How does one deal with the fact of one’s irrelevance? Because with a broad enough view (and we needn’t get too broad here), face facts, we’re all deeply, irredeemably irrelevant. The greatest of the great men, those who have conspicuously altered the very currents of human history (think Alexander, Caesar, Steven Jobs) , have no more importance in historic, geologic, astronomical terms, than you or me. The human race is a flukish arriviste in the earth’s understanding, grossly fumbling its instant of fame. Human exceptionalism—What makes us different? Why are we better than the animals?—is a tragic canard. We’re dumb as dinosaurs and probably won’t be around nearly as long. The crocodile (200 million years old) and the shark (400 million years) rightly flaunt toothy grins; they know longevity. But even their longevity is a trifling, hapless, self-puffed sort; in earth-time they’re hardly more relevant than us (“You may have survived several major extinction events,” I shout at Jaws, “but we—haha!—we are changing the entire climate of this planet!”).

The bald fact of our irrelevance is sobering, or it should be. How do we reconcile the knowledge of our irrelevance with the fact that we are, that we do exist? For why exist at all, if we have no purpose, no greater relevance? Many reconcile these feelings by means of religion, no doubt. God gives life meaning, or the afterlife meaning, or perhaps life has meaning because of the existence of the afterlife. God does work, heavy lifting, to allay all manner of fears, of which existential irrelevance and meaninglessness must be close to the top. But for those who don’t believe—whether in God or some other divine order—irrelevance is a terrifying realization. What of the secularist, bedfellow of science, rationality, logic, empiricism, who proceeds to the logical terminus of the five centuries-old arc of scientific inquiry? He is confronted with: 1. No God; 2. A meager lifespan on a planet of 4.5 billion years; and 3. That planet, a stripling itself, sailing through a universe incomprehensibly large and around 14 billion years old. Gulp. You, Mr. Secularist, are an instantaneous mote, a speck, a jot on the face of a single grain of sand in the sprawling Sahara of the comprehensible universe. That is a cold and endless desert.

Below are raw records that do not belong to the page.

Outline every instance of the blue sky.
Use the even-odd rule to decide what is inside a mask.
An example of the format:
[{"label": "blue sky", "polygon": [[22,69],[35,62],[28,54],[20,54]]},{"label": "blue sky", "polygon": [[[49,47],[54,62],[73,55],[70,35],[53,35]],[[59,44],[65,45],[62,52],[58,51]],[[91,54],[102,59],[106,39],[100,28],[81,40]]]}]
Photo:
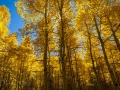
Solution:
[{"label": "blue sky", "polygon": [[17,14],[15,2],[17,2],[17,0],[0,0],[0,6],[5,5],[11,14],[9,25],[10,33],[17,32],[19,28],[23,28],[22,18]]}]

And for those staring out into the desert, those willing to contemplate its vastness, its aridity, its terrific impassivity, from whence comes succor? What comforts? What countervailing knowledge gives shape and meaning to the hours? Because, it seems, if one is perfectly honest with oneself, nothing shy of messianic delusion can offer the sparest hint that a single life, a billion lives, a billion lives for a billion years can be of consequence in this universe. Can it? Face facts, I wrote. Face them, truly face them, and despair, it seems, is all that is left to us. The final legacy of science, knowledge, and curiosity, then, is despair. In this world, ignorance must be an essential shield to deflect the eviscerating thrust of reality; thus, the first question, the most fundamental question facing the individual, is not whether to live or to die (to be or not to be?), but whether to choose ignorance of the bedrock truth of one’s existence (you are ineluctably irrelevant) over the inevitable despair deriving from the acceptance of that truth. Is it really so bleak as all of that?